Live longer on Mediterranean diet
Last updated at 15:23 08 April 2005
Older people who eat a Mediterranean diet can expect to live longer, researchers have suggested.
Past studies have shown that the kind of diet popular in Mediterranean countries may have certain health benefits.
Now research published in the British Medical Journal says it could help increase life expectancy.
The Mediterranean diet involves a high intake of vegetables, fruits and cereals, a moderate to high intake of fish, a low intake of saturated fats but a high intake of unsaturated fats, such as olive oil.
A low intake of dairy products and meat and a modest intake of alcohol, mostly wine, are also linked to this kind of diet.
Researchers from across Europe, including the UK, studied 74,000 healthy men and women aged 60 and over in nine European countries.
They collected information on areas including diet, lifestyle, medical history, smoking and physical activity.
The men and women were each given a score based on adherence to a Mediterranean diet, with higher scores for those who ate the most foods linked to such a diet.
The researchers found that overall a higher dietary score was linked to a lower overall death rate.
They said that a two-point increase in the score was linked to an 8 per cent reduction in mortality.
A three-point increase was associated with an 11 per cent drop in mortality and a four-point increase was associated with a 14 per cent drop.
As an example, this meant that a healthy man of 60 who stuck closely to a Mediterranean diet could expect to live around one year longer than a man of the same age who did not eat such a diet.

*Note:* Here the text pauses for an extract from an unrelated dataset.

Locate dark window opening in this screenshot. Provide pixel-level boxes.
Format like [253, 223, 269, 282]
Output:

The researchers said the link was strongest in Greece and Spain, probably because people in these countries followed a genuinely Mediterranean diet.
They concluded: "A dietary pattern that resembles that of the Mediterranean is associated with a lower overall death rate."
The researchers added: "Adherence to a diet relying on plant foods and unsaturated lipids (fats) and that resembles the Mediterranean diet, may be particularly appropriate for elderly people, who represent a rapidly increasing group in Europe."